Tais mecanismos, contudo, não são suficientes para promover o dinamismo econômico local que demanda a articulação de políticas públicas em diversas áreas como educação, infraestrutura, além de estímulos microeconômicos, como acesso ao crédito, compras públicas e simplificação de procedimentos e, por fim, o desenvolvimento de uma cultura empreendedora. A combinação e coordenação de esforços entre setores da administração e a qualidade da relação com os agentes privados, construindo uma visão de longo prazo e as condições para a realização de investimentos, serão determinantes para alcançar o tão almejado dinamismo econômico. Como é possível notar, é preciso utilizar um cardápio muito mais amplo de medidas para estimular o desenvolvimento econômico. E mais… é possível encontrar alternativas eficazes mesmo nos contextos mais adversos, como ilustra o exemplo de Canaã dos Carajás, cidade paraense onde a Agenda Pública desenvolveu recentemente um projeto de dinamismo econômico.

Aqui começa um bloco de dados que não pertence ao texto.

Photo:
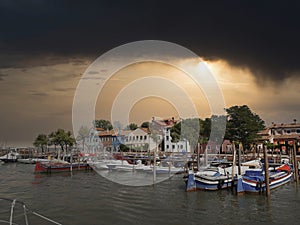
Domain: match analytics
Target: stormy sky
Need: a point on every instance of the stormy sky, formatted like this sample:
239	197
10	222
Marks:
45	46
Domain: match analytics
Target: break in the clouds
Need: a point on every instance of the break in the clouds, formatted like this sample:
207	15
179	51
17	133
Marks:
261	35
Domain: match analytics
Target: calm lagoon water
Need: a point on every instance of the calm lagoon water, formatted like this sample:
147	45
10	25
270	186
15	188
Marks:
88	198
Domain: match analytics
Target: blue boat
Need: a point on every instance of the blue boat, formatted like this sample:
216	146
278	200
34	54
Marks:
253	181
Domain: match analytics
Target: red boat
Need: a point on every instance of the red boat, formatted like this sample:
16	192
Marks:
49	167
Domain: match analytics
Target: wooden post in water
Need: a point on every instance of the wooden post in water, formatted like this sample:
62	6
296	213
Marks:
240	160
266	172
233	162
198	156
295	163
205	156
154	164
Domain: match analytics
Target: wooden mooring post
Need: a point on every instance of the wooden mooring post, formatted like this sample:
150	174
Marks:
295	163
233	163
266	172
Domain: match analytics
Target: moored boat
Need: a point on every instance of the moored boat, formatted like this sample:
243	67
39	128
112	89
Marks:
253	181
10	157
59	166
214	177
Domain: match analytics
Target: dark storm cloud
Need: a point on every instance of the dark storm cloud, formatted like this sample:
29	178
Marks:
261	35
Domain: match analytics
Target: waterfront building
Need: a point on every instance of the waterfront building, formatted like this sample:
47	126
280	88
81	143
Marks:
139	140
166	144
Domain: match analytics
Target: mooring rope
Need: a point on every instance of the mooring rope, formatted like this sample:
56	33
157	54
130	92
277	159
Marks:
26	211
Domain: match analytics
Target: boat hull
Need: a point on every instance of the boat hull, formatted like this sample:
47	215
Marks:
194	182
59	167
254	182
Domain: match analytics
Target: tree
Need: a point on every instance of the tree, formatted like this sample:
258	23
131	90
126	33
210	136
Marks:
64	139
104	124
145	125
41	141
83	133
132	126
243	125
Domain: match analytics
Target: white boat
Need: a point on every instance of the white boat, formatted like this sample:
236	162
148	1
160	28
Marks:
32	160
10	157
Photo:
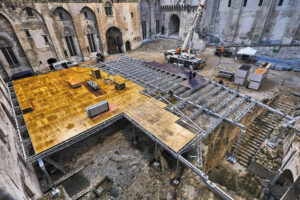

O município no sudeste do estado – que foi beneficiado por um grande projeto de mineração da Vale, o complexo S11D – fica muito distante dos maiores mercados consumidores da região, como Belém, Palmas e São Luís, e enfrenta sérios problemas de infraestrutura logística. É comum observar em municípios que recebem projetos de tamanha magnitude, que eles se tornam altamente dependentes da mineração, que passa a ser uma das únicas atividades geradoras de tributos e empregos. Não foi o caso de Canaã dos Carajás.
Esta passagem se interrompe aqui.